Telecoms to cut fixed-line termination rates by up to 90%
Termination charges for phone calls that connect to fixed-line phones, or wholesale rates, are to be cut by 70-90 per cent, starting next month.
A reduction in termination rates is expected to lead to cheaper phone calls for subscribers.
The largest fixed-line provider, Flow Jamaica, earned $5.08 billion in revenues over nine months ending December 2016 from termination services, its latest disaggregated financials show.
The telecoms, however, said it needed time to study the impact of the rate reduction outlined in a new determination notice from the utilities regulator.
"We are currently reviewing the document which was just published. Any comment at this time would be premature pending the completion of our internal exercise," said Kayon Wallace, director of corporate communications and stakeholder management at Flow Jamaica.
Digicel had a similar reaction.
"Digicel is still evaluating the impact of the decision on its business and on the wider market," said Digicel Jamaica head of communications, Elon Parkinson.
Rates will glide to lower levels over a three-year period starting next month, according to a directive issued by the Office of Utilities Regulation (OUR) on Wednesday.
In its Cost Model for Fixed Termination Rates - The Decision on Rates, the OUR said it is aiming for a more cost-based service, using long-run incremental cost, or LRIC, modelling. It is a similar process that led the OUR to slash termination charges between mobile providers by more than two-thirds between 2012 and 2013.
At the time, peak retail prices between networks were over $14 per minute.
Starting July 1, the price of fixed-line termination charges will be adjusted as follows:
- Local call wholesale rates will drop from roughly $0.41 to $0.25 per minute next month to $0.09 by 2020;
- National calls would drop from on average $1.15 per minute to $0.62 next month to $0.10;
- International rates would fall from roughly $1.45 to $0.77 next month to $0.10 per minute.
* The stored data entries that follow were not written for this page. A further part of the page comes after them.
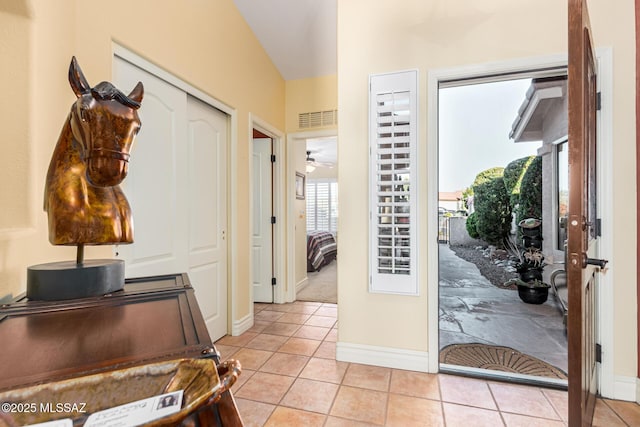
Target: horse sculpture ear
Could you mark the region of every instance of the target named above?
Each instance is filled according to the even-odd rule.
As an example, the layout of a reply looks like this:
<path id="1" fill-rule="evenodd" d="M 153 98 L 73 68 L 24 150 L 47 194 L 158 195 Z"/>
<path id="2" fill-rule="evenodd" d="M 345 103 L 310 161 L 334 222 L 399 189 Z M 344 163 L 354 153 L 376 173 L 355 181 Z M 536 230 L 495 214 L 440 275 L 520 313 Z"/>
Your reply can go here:
<path id="1" fill-rule="evenodd" d="M 140 104 L 142 102 L 143 96 L 144 96 L 144 86 L 142 86 L 142 82 L 138 82 L 136 87 L 134 87 L 131 93 L 128 95 L 128 98 Z"/>
<path id="2" fill-rule="evenodd" d="M 91 86 L 89 86 L 89 82 L 82 74 L 75 56 L 71 58 L 71 64 L 69 65 L 69 83 L 78 98 L 91 91 Z"/>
The determination follows industry consultations that began in 2015.
"In its deliberations regarding the implementation of a glide path, the OUR took note of the significant differences found between the current rates and the Pure LRIC rates and the impact that the immediate reduction of the rates to the Pure LRIC level would have on Cable &Wireless Jamaica (C&WJ) revenues," stated the regulator in the 64-page document.
C&WJ trades as Flow Jamaica.
"The first step of the glide path for fixed termination rates becomes effective on July 1, 2017, and remains in effect until December 31, 2017. The second step will become effective on January 1, 2018," the OUR said.
Its report also includes reductions on a raft of other termination rates on special services - such as call centres, toll free and weather services - from 2017 to 2020.
The bulk of the fixed-line customers are on Flow's network, at 221,000 active customers up to December 2016, according to information published by its parent company, Liberty Global. The number of fixed-line customers held by Digicel is unknown.
The OUR determination notice, however, appears to affect Flow rather than Digicel Jamaica's network. That's based on the legacy strength of Flow's fixed-line business and the OUR mandate to monitor issues of market leadership.